What is the most important place in the world to you? That's a very loaded question. It's not an easy answer, and I honestly don't think I can narrow it down to one place. I've been influenced and changed and developed through so many experiences in so many places, I don't believe I could pinpoint one that was the most important.
Still, I was asked that very question as a free-writing prompt. I was given fifteen minutes to write about one of my favorite places, specifically one from my childhood. Forcing yourself to write non-stop for fifteen minutes with such a broad topic is daunting, and when I set my pen to the page, I didn't know where to begin. So I logically began with some of my earliest memories and some of my most dear adventures, and I found myself describing my grandparents' old farm. It belonged to my mothers' parents, the only set of grandparents that were still alive while I was growing up. They have both passed now, and I miss them dearly, but those acres of land and the little white house are still there. The following is a slightly edited version of the results of my free-write, which I hope paints a picture of just how important that little farm was to me.
The house was built in 1901 and had changed little since. Yellow, green carpet and linoleum, which has been torn up and duct taped back in place, filled the house. The ceilings were low, sagging in the middle with the weight of years gone by. The light came from lamps or a single bare light bulb with a chain, hanging in the ceiling. The kitchen had a stove that needed wood to stay hot and a sink the color of rust at the bottom. The attic, where I always slept, creaked with every step. Notched wooden floors and sky blue walls created my hideaway, where the sharp scent of moth balls and must was almost comforting in its familiarity. When it rained, the tin roof sang.
The forest, over a hundred acres of it, was my sanctuary. I spent endless hours exploring, escaping to fantasy lands. Skylar, the white fluff ball of a dog that my grandparents fed but didn’t strictly own, kept me safe. She was friends with the deer and could often be spotted along side them through the trees. But if I was out exploring, she was by my side. With her, I discovered a small cave hidden in the side of the mountain and nearly covered by mossy rocks. She showed me the secret deer path to the waterfall in the valley, and together we discovered the graveyard of cars and farm machinery my grandfather owned and abandoned. Trees grew through steering wheels and old car seats and plows, only the rusty, bent wire framing left.

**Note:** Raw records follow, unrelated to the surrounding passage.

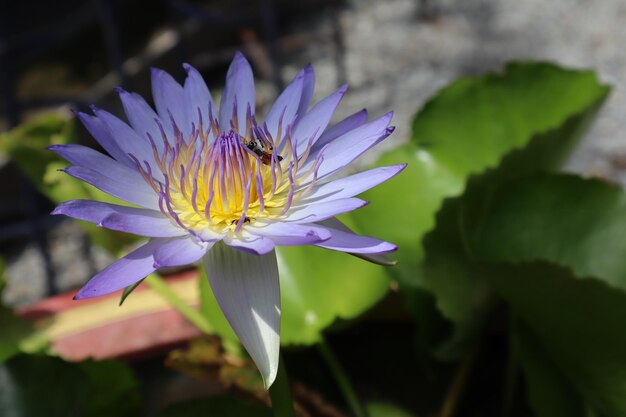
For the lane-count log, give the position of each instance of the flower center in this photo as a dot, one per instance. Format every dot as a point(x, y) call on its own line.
point(221, 180)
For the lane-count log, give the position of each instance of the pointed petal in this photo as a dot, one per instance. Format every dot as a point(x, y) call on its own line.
point(285, 107)
point(352, 185)
point(345, 149)
point(141, 117)
point(101, 134)
point(127, 139)
point(290, 234)
point(169, 100)
point(119, 187)
point(247, 290)
point(311, 125)
point(198, 99)
point(182, 251)
point(367, 248)
point(90, 158)
point(240, 89)
point(349, 123)
point(122, 273)
point(141, 222)
point(322, 211)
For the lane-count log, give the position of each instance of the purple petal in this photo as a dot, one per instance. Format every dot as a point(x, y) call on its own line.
point(318, 212)
point(141, 222)
point(239, 89)
point(177, 252)
point(352, 185)
point(311, 125)
point(122, 273)
point(349, 123)
point(98, 130)
point(349, 242)
point(198, 99)
point(247, 290)
point(87, 157)
point(307, 90)
point(345, 149)
point(290, 234)
point(169, 100)
point(121, 188)
point(364, 247)
point(249, 243)
point(107, 174)
point(141, 117)
point(127, 139)
point(285, 106)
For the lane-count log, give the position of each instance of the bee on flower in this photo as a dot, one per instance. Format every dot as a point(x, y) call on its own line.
point(220, 187)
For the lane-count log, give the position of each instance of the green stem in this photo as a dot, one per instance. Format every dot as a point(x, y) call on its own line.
point(161, 287)
point(342, 380)
point(280, 393)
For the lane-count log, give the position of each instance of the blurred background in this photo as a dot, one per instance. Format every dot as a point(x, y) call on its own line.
point(65, 55)
point(394, 55)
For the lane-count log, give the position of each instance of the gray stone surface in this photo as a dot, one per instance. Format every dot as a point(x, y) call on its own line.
point(395, 60)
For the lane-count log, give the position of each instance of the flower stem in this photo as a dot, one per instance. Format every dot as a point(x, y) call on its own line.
point(280, 393)
point(161, 287)
point(342, 380)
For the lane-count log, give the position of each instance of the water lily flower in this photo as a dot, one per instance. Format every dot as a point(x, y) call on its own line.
point(215, 185)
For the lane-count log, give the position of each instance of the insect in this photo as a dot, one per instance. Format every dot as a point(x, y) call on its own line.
point(245, 220)
point(262, 150)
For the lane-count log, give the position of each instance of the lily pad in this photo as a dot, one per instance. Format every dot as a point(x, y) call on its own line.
point(465, 129)
point(318, 287)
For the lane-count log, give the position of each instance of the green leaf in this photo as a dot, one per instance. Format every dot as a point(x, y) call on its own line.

The gravel drive wound past the old shed with a thousand empty bottles and crates and a teal blue stove on the porch. The way was lined with cherry and apple trees, which deposited fruit on the gravel during their seasons. The trucks, which were parked beside the drive, were homes to mice and spiders and saplings taking root in their beds. One apple tree in particular, farther back from the road, was my pirate ship. I spent countless hours climbing it and sitting in the crook of the branches, watching a completely different world pass by.
At night, after dinner, we would sit on the back porch swing and listen to the cicadas chirping. A dog was always barking somewhere over the mountain and occasionally, a yell would be heard from the run-down trailers across the road.
It was a place where the real world faded behind the simple pleasures of monotony and tranquility. It was a place where old and worn and rusting meant well loved. It was a place where a little girl could be free.